With that in mind, I start by only hiring people who err on the side of taking care of other people. I honestly don’t care if they are skilled…if their natural makeup is to try to make others happy, they’ll learn the skills. I can’t teach them to be happy, kind-hearted, empathetic people…so I only hire the ones that already are that way.

And to totally ensure the spirit of my rules are abided by, I make sure there’s always a default/disclaimer: when in doubt, do the right thing for the guest. To hell with profits, to hell with hours…if the guest needs it, we do it. The price is the same at 8:59 pm as it is at 12:01 pm, so the guest deserves the absolute same level of service from each of us.

I expect the President of the United States and the current shadow former CEO of a major real estate and hospitality conglomerate to understand basic management skills better than I do.

To that end, there’s a real concern when the POTUS repeatedly scapegoats immigrants as the “problem” (that doesn’t statistically exist) with our country in order to drum up anti-immigrant fervor for an election.

There’s a problem when, counter to our lofty ideals, the Big Boss tweets, crows and chirps constantly about how terrible things are in France and Sweden because of the refugee influx, even when the French and the Swedes have no idea what the man is talking about.

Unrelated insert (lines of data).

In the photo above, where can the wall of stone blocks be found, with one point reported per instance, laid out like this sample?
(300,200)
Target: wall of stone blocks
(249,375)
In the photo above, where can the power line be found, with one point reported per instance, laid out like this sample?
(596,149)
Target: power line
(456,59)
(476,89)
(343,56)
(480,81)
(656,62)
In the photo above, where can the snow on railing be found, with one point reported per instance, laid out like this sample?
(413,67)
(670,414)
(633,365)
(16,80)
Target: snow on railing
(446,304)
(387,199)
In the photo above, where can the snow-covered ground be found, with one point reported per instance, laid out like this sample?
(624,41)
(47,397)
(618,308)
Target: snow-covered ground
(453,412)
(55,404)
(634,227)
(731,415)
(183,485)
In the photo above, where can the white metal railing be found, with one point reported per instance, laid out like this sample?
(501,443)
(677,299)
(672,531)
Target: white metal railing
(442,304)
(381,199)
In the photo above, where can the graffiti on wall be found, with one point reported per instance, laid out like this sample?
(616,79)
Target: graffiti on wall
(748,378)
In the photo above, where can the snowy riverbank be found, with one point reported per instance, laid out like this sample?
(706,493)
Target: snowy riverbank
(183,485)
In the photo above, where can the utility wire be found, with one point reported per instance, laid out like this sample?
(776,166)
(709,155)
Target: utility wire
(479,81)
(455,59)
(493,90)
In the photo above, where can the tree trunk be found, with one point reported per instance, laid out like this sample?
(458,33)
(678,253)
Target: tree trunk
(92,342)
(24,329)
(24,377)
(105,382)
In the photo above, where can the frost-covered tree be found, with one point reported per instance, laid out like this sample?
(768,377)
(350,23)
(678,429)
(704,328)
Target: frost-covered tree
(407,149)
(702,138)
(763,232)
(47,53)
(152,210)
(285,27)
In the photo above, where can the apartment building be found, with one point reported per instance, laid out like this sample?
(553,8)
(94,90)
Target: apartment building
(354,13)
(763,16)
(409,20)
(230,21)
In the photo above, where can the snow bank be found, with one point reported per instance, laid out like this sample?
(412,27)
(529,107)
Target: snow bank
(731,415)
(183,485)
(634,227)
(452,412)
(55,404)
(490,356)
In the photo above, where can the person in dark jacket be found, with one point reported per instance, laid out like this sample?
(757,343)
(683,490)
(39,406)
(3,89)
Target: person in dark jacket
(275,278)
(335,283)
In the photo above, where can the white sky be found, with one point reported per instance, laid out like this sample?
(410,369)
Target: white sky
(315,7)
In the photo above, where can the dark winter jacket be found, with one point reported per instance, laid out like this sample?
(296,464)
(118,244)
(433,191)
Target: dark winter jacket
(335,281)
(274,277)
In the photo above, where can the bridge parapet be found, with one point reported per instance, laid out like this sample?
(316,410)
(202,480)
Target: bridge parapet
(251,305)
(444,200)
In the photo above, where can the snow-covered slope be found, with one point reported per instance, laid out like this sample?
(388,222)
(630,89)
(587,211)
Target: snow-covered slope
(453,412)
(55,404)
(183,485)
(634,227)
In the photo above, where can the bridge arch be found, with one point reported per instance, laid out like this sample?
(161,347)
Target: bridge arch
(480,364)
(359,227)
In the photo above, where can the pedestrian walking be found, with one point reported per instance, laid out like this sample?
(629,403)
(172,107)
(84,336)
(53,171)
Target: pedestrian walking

And it’s a grave concern when people who point these sorts of things out to the President are dismissed as “fake news,” inviting citizens, or ICE agents, to ignore the warnings and feel justified in their pre-existing suspicion of “the Muslims” or whoever else looks/sounds/smells different than a good ol’ American.

When the boss creates an atmosphere of xenophobia and mistrust of immigrants, he doesn’t need to wait for ISIS to come to the shores to undo our founding principles. He can count, 100%, on the seething masses to take his words as legitimization of their own barely suppressed ignorance and racism.

And the seething masses will gladly destroy the ideological borders, just following orders to shore up the geographic borders of our nation.

Mr. Rousso’s final statement in his recent article tells me this ugly, predictable eventuality is already coming to fruition.

“What I know, in loving this country forever, is that the United States is no longer quite the United States.”